Le Seigneur de la Guerre ne pouvait oublier sa méfiance à mon égard, je réussis pourtant à le convaincre que certains de ses guerriers prévoyaient de rejoindre les fils de Blackhand et de se révolter. Ces accusations étaient fausses, mais Orgrim soupçonnait déjà Rend et Maim, il s’empressa donc de disperser l’escouade des prétendus traîtres dans les différentes troupes Grunt. Je fis la promesse d’offrir à Orgrim, en gage de ma "loyauté" envers lui et la Horde toute entière, une unité de chevaliers morts-vivants qui lui seraient entièrement dévoués. Doomhammer ne me faisait guère confiance, mais l’idée le séduisait tant qu’il m’autorisa à me retirer pour créer cette terrible armée. Mes pouvoirs et l’assistance de mes Nécrolytes ne suffisaient pas à ressusciter ces masses sans vie. Ces serviteurs ne m’apportaient ni force, ni réussite. Je compris alors que leur esprit était consentant mais que leur corps était faible. Je décidais de les mener vers un autel grandiose fait de bois d’arbre de fer et de racines maléfiques.

Je me livrais au pied de cet autel à des incantations de magie noire, et pris la vie de chacun d’entre eux.

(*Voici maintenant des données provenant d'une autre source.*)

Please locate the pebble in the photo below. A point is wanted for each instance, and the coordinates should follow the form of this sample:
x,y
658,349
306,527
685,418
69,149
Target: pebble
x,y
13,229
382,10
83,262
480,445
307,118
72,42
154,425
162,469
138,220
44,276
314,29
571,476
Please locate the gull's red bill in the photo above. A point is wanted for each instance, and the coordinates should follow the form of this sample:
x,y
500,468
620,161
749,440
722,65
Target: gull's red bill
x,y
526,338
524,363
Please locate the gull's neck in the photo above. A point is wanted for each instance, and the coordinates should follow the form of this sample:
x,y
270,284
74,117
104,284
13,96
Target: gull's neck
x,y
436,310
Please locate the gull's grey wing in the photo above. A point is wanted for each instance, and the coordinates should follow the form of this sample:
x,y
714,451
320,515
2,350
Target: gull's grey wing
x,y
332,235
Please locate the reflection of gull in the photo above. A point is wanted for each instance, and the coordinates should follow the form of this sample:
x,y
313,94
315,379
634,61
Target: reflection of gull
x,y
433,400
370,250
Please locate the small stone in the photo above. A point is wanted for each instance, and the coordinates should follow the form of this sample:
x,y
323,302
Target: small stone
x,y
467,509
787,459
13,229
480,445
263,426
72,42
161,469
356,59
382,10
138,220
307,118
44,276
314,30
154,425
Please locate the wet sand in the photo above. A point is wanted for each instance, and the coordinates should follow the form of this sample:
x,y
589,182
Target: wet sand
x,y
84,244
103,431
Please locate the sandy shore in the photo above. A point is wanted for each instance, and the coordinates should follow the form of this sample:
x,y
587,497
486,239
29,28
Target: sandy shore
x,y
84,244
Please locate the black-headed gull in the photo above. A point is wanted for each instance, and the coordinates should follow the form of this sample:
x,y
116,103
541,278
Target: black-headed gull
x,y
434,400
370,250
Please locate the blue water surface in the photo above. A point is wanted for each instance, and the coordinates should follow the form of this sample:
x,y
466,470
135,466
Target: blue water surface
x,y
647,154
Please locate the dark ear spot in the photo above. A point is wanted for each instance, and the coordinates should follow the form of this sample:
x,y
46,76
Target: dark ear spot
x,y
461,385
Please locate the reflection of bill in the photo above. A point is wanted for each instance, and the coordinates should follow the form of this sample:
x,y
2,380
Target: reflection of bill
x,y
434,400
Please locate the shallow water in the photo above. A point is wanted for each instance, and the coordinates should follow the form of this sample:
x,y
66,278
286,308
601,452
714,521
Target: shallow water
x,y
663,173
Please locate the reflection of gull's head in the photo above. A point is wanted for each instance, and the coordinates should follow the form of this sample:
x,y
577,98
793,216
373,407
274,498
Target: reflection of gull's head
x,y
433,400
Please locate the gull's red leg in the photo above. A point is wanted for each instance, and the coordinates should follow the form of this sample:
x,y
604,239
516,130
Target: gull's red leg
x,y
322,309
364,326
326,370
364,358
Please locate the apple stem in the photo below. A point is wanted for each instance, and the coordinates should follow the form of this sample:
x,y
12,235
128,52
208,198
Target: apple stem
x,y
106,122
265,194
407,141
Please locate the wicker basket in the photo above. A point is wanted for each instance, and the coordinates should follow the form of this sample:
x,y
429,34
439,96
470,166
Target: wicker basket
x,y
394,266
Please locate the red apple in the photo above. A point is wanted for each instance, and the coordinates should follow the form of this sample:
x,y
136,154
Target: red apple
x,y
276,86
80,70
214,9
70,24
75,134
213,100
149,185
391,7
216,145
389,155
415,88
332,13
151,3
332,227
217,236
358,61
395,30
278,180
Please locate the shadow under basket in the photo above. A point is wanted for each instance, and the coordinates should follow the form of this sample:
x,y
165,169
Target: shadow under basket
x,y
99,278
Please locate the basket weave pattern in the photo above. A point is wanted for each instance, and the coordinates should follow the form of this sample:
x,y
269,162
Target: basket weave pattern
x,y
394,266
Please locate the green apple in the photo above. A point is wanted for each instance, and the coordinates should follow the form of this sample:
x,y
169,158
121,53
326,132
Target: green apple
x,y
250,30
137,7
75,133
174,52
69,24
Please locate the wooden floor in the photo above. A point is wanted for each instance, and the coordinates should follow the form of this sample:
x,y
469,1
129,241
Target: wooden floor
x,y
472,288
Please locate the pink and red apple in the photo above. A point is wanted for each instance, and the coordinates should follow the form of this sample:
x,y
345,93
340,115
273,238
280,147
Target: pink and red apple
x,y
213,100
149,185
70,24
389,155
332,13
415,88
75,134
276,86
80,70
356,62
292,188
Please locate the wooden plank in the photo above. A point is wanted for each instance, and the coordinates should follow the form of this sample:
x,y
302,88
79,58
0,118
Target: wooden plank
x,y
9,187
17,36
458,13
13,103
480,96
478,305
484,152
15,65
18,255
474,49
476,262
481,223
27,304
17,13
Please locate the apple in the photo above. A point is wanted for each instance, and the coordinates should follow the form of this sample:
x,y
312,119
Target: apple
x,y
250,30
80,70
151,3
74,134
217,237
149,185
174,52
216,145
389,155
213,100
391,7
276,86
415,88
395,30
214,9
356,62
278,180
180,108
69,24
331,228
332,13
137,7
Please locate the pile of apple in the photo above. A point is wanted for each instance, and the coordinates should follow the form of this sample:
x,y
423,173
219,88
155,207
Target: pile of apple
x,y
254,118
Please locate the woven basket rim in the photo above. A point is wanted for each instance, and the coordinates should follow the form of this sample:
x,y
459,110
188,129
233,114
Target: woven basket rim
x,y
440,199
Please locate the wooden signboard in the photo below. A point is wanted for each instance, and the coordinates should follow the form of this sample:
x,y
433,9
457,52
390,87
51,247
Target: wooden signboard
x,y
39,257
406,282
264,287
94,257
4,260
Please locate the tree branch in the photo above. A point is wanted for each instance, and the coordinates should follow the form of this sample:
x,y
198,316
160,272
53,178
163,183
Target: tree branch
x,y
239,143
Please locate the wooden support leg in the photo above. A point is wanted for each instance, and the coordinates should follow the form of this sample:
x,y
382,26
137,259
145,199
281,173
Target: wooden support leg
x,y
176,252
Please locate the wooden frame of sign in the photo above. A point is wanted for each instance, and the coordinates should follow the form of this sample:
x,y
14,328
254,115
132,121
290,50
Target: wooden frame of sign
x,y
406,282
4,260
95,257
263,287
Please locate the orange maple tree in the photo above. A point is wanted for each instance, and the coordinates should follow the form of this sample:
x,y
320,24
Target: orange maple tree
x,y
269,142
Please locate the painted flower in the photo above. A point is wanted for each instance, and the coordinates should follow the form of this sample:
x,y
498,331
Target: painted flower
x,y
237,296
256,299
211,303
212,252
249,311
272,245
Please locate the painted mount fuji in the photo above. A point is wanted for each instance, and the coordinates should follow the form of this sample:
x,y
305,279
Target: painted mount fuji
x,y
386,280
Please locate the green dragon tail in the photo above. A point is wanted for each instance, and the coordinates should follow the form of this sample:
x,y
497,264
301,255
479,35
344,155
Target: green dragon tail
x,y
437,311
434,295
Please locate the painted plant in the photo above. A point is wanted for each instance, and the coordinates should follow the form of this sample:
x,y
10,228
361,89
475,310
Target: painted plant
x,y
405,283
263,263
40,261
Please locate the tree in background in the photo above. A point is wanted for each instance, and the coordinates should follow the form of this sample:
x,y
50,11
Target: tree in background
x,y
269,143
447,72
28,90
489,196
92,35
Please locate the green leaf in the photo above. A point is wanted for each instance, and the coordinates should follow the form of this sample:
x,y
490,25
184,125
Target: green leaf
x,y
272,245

Le sacrifice des Nécrolytes allait nourrir la création du parfait serviteur mort-vivant. Faisant appel aux rares contacts utiles que j’avais gardés au sein de la Horde, je fis l’acquisition de cadavres des Chevaliers d’Azeroth occis depuis longtemps. J’instillais dans ces corps décatis et décomposés l’essence spirituelle des membres les plus illustres du Conseil des ombres, ravis de revenir dans les sphères mortelles pour semer une fois encore malheur et dévastation. J’équipais chacun de ces sombres chevaliers d’un bâton orné de gemmes qui les aiderait à diriger les pouvoirs surnaturels sur leurs cibles. Ces pierres renfermaient la magie brute et nécromantique des Nécrolytes que je venais d’occire.
Ainsi naquirent les
Chevaliers morts-vivants.

Chevalier de la mort

Ces Chevaliers remplissaient de joie le cœur d’Orgrim Doomhammer. Les esprits des membres du Conseil des ombres, tout en restant entièrement dévoués à ma cause feignaient d’être soumis au Seigneur de la guerre. Satisfait de mon œuvre, Orgrim me laissa vaquer en paix à mes occupations. Je saurai être patient, j’attendrai mon heure, feignant servitude et loyauté envers ce présomptueux parvenu. Le moment venu il saura qui de nous deux était le plus fort. La volonté de découvrir le Tombeau de Sargeras ne m’a point abandonné. J’ai rassemblé sous ma bannière le clan de Stormreaver qui me soutiendra quand il sera temps de faire payer Orgrim pour les forfaits qu’il me fit subir... Ce jour approche, mais Orgrim Doomhammer n’a nulle idée du destin qui l’attend, car moi, Gul’dan...incarnation des forces des Ténèbres, saurai assouvir ma vengeance.